Kat expressed regret that she had not gotten the book to me sooner, but now having read the book, I have to say I think her timing was perfect. I’m not sure my elated, exhausted heart could have stood the revelations this book provided any sooner than now. In short, it is a deeply moving book which may reveal to you the core of your secret heart during that first year of motherhood.

My husband and I don’t typically fight but this year has brought several merciless arguments, many of them ending (or beginning) with my husband saying, “I know how you feel” (and he has every right to believe this as he has been an excellent provider of care for our son and has suffered exhaustion and has experienced the deep love) and with me saying, “No, you don’t.”

I keep trying to explain how I feel to my husband but cannot find the words and it seems I don’t have to now because Rachel Cusk has found them for me. The fear, the loneliness, the exhaustion. The desire to escape, to find the lost self. And above and beyond all, the exquisite, blinding, all-encompassing love for this being who once shared your body and forever more seeks independence, as you seek reconnection.

Simply put, Cusk is fearless in her examination of motherhood.

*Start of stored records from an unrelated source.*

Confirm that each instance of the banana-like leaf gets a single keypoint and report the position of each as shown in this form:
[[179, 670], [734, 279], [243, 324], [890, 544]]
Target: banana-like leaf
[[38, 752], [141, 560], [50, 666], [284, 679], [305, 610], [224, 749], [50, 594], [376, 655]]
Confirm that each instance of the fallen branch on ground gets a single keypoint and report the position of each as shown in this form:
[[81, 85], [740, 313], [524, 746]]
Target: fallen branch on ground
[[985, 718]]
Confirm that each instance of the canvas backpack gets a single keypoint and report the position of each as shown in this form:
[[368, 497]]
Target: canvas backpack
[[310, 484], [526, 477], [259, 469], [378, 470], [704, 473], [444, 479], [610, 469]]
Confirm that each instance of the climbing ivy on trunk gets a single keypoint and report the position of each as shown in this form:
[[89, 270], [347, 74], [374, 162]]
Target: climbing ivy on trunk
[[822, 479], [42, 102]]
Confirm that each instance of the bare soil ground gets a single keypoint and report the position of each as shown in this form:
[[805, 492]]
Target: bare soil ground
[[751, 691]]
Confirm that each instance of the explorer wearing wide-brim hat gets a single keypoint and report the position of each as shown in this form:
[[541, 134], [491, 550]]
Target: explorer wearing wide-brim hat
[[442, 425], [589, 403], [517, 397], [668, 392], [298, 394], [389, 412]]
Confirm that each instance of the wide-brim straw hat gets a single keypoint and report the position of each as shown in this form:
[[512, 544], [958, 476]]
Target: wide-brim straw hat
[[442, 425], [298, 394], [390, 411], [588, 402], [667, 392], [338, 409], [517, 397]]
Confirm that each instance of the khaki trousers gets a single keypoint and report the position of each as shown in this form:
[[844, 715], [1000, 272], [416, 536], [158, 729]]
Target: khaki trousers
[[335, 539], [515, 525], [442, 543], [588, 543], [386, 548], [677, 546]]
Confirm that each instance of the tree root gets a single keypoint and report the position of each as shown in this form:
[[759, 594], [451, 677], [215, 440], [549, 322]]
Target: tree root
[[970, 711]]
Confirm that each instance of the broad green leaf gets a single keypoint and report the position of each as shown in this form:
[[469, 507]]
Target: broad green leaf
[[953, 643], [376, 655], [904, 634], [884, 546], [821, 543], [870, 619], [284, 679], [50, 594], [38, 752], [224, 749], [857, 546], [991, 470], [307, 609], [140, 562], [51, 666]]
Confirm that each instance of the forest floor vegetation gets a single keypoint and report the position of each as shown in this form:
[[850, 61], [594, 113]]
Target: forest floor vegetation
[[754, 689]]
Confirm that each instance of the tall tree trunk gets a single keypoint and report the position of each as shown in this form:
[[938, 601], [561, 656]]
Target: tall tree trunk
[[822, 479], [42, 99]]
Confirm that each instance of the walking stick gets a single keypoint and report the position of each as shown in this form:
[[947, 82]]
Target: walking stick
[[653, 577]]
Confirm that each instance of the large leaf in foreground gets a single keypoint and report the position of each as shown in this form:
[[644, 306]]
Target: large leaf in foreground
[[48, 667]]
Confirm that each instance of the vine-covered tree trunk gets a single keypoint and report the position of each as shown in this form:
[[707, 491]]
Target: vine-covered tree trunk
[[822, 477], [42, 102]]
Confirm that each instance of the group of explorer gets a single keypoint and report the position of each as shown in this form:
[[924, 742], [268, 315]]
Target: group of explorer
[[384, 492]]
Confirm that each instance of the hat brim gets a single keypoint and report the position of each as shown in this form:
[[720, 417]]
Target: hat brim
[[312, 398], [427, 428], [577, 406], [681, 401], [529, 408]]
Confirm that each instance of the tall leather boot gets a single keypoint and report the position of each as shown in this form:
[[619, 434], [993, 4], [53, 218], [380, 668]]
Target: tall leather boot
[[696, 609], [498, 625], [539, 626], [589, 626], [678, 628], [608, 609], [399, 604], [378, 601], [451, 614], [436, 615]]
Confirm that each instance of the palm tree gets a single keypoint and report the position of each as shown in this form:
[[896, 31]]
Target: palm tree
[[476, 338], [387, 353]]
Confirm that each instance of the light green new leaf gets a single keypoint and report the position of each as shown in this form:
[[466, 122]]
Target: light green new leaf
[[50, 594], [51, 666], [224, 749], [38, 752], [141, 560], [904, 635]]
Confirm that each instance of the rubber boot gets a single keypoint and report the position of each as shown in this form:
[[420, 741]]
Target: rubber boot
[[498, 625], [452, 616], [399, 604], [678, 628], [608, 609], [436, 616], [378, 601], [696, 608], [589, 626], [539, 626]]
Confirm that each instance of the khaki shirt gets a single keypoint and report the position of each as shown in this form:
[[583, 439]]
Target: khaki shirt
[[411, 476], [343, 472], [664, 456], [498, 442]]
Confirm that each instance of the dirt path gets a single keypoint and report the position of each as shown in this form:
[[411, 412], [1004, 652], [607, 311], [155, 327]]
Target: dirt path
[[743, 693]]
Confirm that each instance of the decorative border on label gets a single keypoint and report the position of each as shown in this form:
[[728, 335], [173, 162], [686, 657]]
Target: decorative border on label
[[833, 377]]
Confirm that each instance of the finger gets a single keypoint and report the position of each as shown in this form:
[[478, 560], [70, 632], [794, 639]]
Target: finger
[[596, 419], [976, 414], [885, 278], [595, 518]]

Here, at the end of the book when Cusk witnesses a new mother with her own mother in a shop, she encapsulates so beautifully, how I feel, or rather, how I have felt:

“She can’t bear something to go unresolved, unfinished, for she fears that nothing will ever be resolved again. She’s trying to keep up, to stay in time, but she’s swimming against a powerful current. I see her steal looks at her mother, brimming with longing and confusion and hurt. After all these years she has discovered her mother’s secret and it is somehow disappointing, a let-down, for she is in those first days of her parturition both mother and child, and the passionate emotion she feels for her vulnerable self finds no reflection in her own mother’s disapproval, her compassionless urge to dispute. Years of human politics have adhered to her mother’s heart: they hang from it like stalectites, like moss. Her own heart is new, raw, frantically pulsing. Will time turn it, too, unfeeling?

The baby cries and cries; and it is all I can do not to lift it from its stroller and hold its small, frightened body close against my chest, hold it and hold it until it stops, so certain am I that it would, that it would know that I knew, and be consoled.”

Cusk is funny, smart. Her views may shock you if you are not used to honesty. At its core, you will probably see what I saw as I read, that this is a woman who deeply loves her children and who understands how we become a mother to the world when we become a mother.

With that, I say thank you very much for writing this book, Rachel Cusk, and thank you very much for giving it to me, Katrina Denza.